Nous retrouvons alors James Ryan aujourd’hui. Il se trouve, accompagné de sa femme, ses enfants et ses petits-enfants, au cimetière américain de Colleville-sur-Mer, à genoux sous le coup de l’émotion face à la pierre tombale du capitaine Miller. Le vétéran âgé demande alors à sa femme s’il a été digne d’un tel sacrifice, s’il a été « un homme bien ». Après avoir regardé la tombe, son épouse comprend et répond sobrement, au présent : « You are : Tu l’es ». Ryan salue ensuite lentement la tombe du capitaine Miller, alors que la caméra s’élève vers le drapeau des États-Unis flottant dans le ciel.

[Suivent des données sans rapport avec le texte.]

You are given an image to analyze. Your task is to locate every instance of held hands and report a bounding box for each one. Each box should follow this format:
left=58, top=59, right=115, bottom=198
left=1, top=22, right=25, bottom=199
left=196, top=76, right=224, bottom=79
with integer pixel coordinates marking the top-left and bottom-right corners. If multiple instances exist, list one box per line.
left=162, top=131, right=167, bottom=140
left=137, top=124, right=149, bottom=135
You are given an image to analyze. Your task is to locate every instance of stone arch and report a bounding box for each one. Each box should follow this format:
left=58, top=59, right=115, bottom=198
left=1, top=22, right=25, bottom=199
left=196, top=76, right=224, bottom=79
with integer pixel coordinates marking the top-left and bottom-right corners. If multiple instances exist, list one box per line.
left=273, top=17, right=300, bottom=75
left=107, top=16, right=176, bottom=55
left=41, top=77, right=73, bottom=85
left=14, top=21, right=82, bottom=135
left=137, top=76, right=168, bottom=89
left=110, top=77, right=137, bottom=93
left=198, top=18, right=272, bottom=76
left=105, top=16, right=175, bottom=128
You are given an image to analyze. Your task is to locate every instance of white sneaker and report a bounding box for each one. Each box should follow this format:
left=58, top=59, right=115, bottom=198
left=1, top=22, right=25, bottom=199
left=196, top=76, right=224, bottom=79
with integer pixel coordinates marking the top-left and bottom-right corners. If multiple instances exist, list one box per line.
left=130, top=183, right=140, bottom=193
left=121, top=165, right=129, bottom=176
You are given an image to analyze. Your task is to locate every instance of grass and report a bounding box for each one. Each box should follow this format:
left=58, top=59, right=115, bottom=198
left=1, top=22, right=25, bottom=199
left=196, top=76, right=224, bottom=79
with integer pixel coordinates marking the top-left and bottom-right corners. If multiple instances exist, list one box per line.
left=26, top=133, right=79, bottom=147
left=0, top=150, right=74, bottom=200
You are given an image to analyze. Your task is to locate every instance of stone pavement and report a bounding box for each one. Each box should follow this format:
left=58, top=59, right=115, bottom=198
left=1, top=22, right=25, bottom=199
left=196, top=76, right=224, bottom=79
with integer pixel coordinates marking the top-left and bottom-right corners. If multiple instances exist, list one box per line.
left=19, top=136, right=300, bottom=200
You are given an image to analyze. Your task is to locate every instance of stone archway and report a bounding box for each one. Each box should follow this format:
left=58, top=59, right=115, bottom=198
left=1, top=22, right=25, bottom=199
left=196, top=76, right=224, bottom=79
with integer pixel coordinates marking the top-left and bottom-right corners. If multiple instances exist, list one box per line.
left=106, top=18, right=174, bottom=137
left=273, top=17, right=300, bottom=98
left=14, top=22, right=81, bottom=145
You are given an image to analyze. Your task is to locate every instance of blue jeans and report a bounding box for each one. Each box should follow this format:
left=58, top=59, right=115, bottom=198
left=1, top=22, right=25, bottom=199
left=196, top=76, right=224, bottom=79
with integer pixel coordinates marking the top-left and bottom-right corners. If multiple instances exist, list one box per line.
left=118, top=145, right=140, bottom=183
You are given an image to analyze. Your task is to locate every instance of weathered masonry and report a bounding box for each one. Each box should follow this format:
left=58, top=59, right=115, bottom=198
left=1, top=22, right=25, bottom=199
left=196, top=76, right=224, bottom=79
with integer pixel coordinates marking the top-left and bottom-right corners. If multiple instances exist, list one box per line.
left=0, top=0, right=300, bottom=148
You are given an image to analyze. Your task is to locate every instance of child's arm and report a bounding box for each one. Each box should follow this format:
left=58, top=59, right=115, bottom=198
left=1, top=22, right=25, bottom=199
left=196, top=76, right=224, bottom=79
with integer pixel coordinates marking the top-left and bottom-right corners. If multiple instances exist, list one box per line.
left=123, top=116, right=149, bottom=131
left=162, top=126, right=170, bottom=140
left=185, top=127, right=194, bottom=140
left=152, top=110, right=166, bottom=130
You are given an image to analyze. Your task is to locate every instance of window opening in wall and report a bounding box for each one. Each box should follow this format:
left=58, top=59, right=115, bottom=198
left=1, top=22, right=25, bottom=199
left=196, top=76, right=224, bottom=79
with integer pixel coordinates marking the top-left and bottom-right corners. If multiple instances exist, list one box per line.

Quand j’ai vu le film en 1998 et que j’ai entendu cette parole de Miller, je fus bouleversé, ému aux larmes. Mais aussitôt, une pensée s’est imposée à moi : ce n’est pas un homme ou même sept hommes qui sont morts pour que j’aie la vie. C’est rien moins que le Fils de Dieu et Dieu lui-même : « Le Christ m’a aimé et s’est livré pour moi » (Ga 2,20), ose dire saint Paul. Quand bien même j’eusse été le seul pécheur sur Terre, Dieu se serait incarné pour me sauver ! Combien plus grande est ma gratitude ! Le drapeau que je salue ne flotte pas au-dessus de moi, mais est planté dans mon cœur : c’est celui de la Croix du Christ.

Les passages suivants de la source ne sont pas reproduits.